Maintaining standards of hygiene to reduce the risk of infection continues to be a priority for Boost; a 70-person sanitation team now works around the clock to keep the hospital clean, while sterilisation and hygiene protocols continue to be developed.
Despite an extension in 2010, the paediatric ward is again overflowing with around 300 patients a month for only 30 beds. To address this, an extension to the hospital was completed in May 2011, meaning more beds for paediatric patients. A new, separate therapeutic feeding centre (TFC) was opened in December 2011, to free more room for the paediatric ward, and to have a specialised unit to address malnutrition, which is one of the most frequent cause of mortality among children in Helmand. An extension of the physiotherapy room is also planned for 2012, as well as a 24-hour radiology service . The number of community health promoters will triple in 2012, in order to strengthen education on health aimed at the Boost hospital patients.
In August 2011, MSF opened a surgical hospital in Kunduz province in northern Afghanistan. Violence has continued in the north of the country in recent years, and the hospital is the only one of its kind in the region, providing high-quality, free surgical care to victims of general trauma like traffic accidents, as well as those with conflict-related injuries from bomb blasts or gunshots.
The hospital, fully run by MSF, has one emergency room, two operating theatres, an intensive care unit, as well as x-ray and laboratory facilities. There are separate surgical wards for male and female patients. MSF also provides physical rehabilitation and follow-up after surgery by a full-time physiotherapist. The hospital currently has 58 beds, which will expand to 70 beds during 2012.
Since opening, the Kunduz hospital has seen an average of 350 patients every month. Most patients come from Kunduz province, but with information about the hospital becoming more widely available, many patients travel from surrounding province like Takhar, Baghlan and Balkh, and even Herat in the far west of the country.

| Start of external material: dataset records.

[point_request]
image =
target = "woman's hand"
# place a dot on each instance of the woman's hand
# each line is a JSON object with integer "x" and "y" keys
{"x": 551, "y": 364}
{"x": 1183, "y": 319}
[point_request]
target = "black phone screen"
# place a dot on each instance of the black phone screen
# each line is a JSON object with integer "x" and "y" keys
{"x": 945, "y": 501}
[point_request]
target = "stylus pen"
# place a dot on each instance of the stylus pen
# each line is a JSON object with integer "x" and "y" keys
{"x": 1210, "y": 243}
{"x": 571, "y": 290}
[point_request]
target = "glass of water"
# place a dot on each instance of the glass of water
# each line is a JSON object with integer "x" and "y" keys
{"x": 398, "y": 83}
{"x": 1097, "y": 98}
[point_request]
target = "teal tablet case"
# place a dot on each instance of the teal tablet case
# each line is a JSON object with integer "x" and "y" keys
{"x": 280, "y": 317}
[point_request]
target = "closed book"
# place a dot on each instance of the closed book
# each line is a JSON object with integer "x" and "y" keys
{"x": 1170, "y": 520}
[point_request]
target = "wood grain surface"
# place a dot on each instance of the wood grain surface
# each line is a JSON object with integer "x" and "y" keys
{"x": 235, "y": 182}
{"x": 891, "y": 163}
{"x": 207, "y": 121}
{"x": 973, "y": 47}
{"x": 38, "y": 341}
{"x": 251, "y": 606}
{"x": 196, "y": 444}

In March 2012, MSF opened a 56 bed maternal hospital in Khost province. This province has seen intense levels of fighting since 2001. Most women, especially in rural areas, must resort to giving birth without skilled assistance and in unhealthy conditions, which puts their own lives and those of their children at significant risk. The newly opened hospital will be able to help hundreds of women every month make safe deliveries and care for their newborn children by offering specialised medical care.
This facility is the first specialised maternity center of its kind in the region. It has a delivery room that offers obstetric care for normal and complicated deliveries and an operating theatre for emergency obstetric surgery. Ill pregnant women will be hospitalised in the wards, to which women will also be admitted after giving birth or undergoing surgery. Furthermore, there is a neo-natal ward for newborns requiring specialised care.
MSF relies solely on private charitable donations for its work in Afghanistan, and does not accept funding from any government or institutional donor. All healthcare and medicines are provided free of charge, and MSF does not allow any weapons inside its hospitals.